I recently ran across mention of a group called The Outer Alliance, a support and advocacy group for people involved in GLBTQ speculative fiction. Their mission statement is as follows:
As a member of the Outer Alliance, I advocate for queer speculative fiction and those who create, publish and support it, whatever their sexual orientation and gender identity. I make sure this is reflected in my actions and my work.
Pretty basic and definitely something I can get behind, so I joined. I missed their Pride Day, which was on 1 September, but was just in time to see a statement go up Regarding Queer-Unfriendly Markets. The issue specifically concerned the sentiments and opinions of Mr. Jake Freivald, owner of Flash Fiction Online, who'd rejected an advertisement Crossed Genres tried to place (a paid ad, through Project Wonderful) soliciting material for their upcoming LGBTQ issue, on the basis that he didn't accept "sexually themed ads." Click the link above to see the ad in question -- there's nothing sexual about it, unless one has an "Eeek, sex, dirty!" response to the term "LGBTQ" itself.
The Outer Alliance wasn't trying to persuade its members to boycott Mr. Freivald's site, but was merely presenting the facts. The post opened with:
After much discussion within the Outer Alliance, a consensus has been reached that when our writers or publishers encounter a market that is specifically unwelcoming to queer content, that we ought to make sure our membership is aware of it so that they may decide individually whether or not they wish to try to conduct business with such a market.
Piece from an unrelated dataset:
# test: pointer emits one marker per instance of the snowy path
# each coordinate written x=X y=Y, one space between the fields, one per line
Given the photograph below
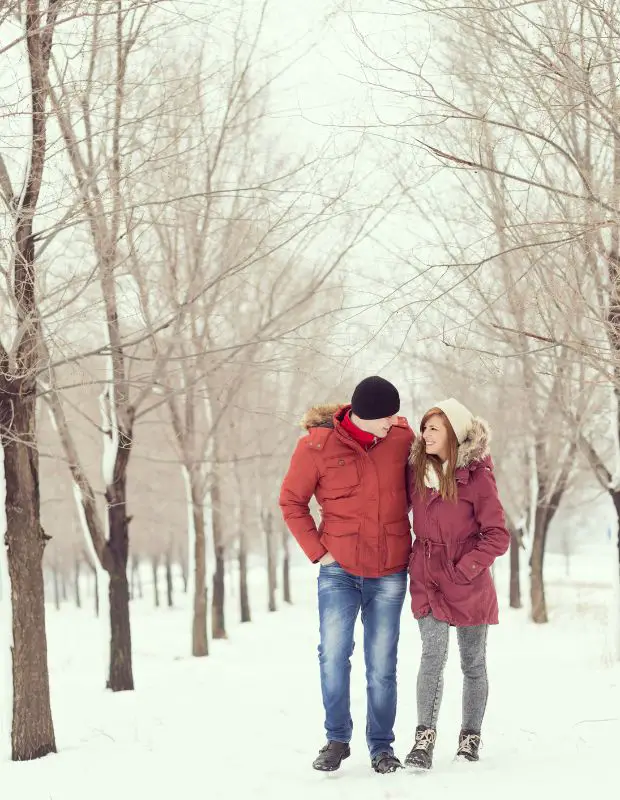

I think that works. There's certainly a clear implication of what the organization thinks, but nobody is going to be tossed out for publishing with FFO.
In this case, the issue is purely one of principle for me, since I neither read nor write flash fiction. I certainly would want to know, though, whether the owners or people otherwise in control of a market I might be considering submitting to hold homophobic (racist, sexist, whatever) views; not only would I prefer to save my time and effort if the content of my stories might get them rejected off the bat, but I'd just as soon not have my name professionally associated with these kinds of people. Mr. Freivald is free to think whatever he likes, and to run his business likewise, but I and other writers and readers are correspondingly free to respond to his views as we please, and to choose to do business with him or not based on our responses.
If this is the sort of info Outer Alliance will be providing, then it's worth my time to poke around on their site periodically just for that. They're just getting going, though, and I hope to see a wide variety of news and information of interest coming from them. We'll see.
If you're interested, the link at the top is to their blog; becoming an actual member means joining their Google Groups site, which only requires a line or so saying why you want to join.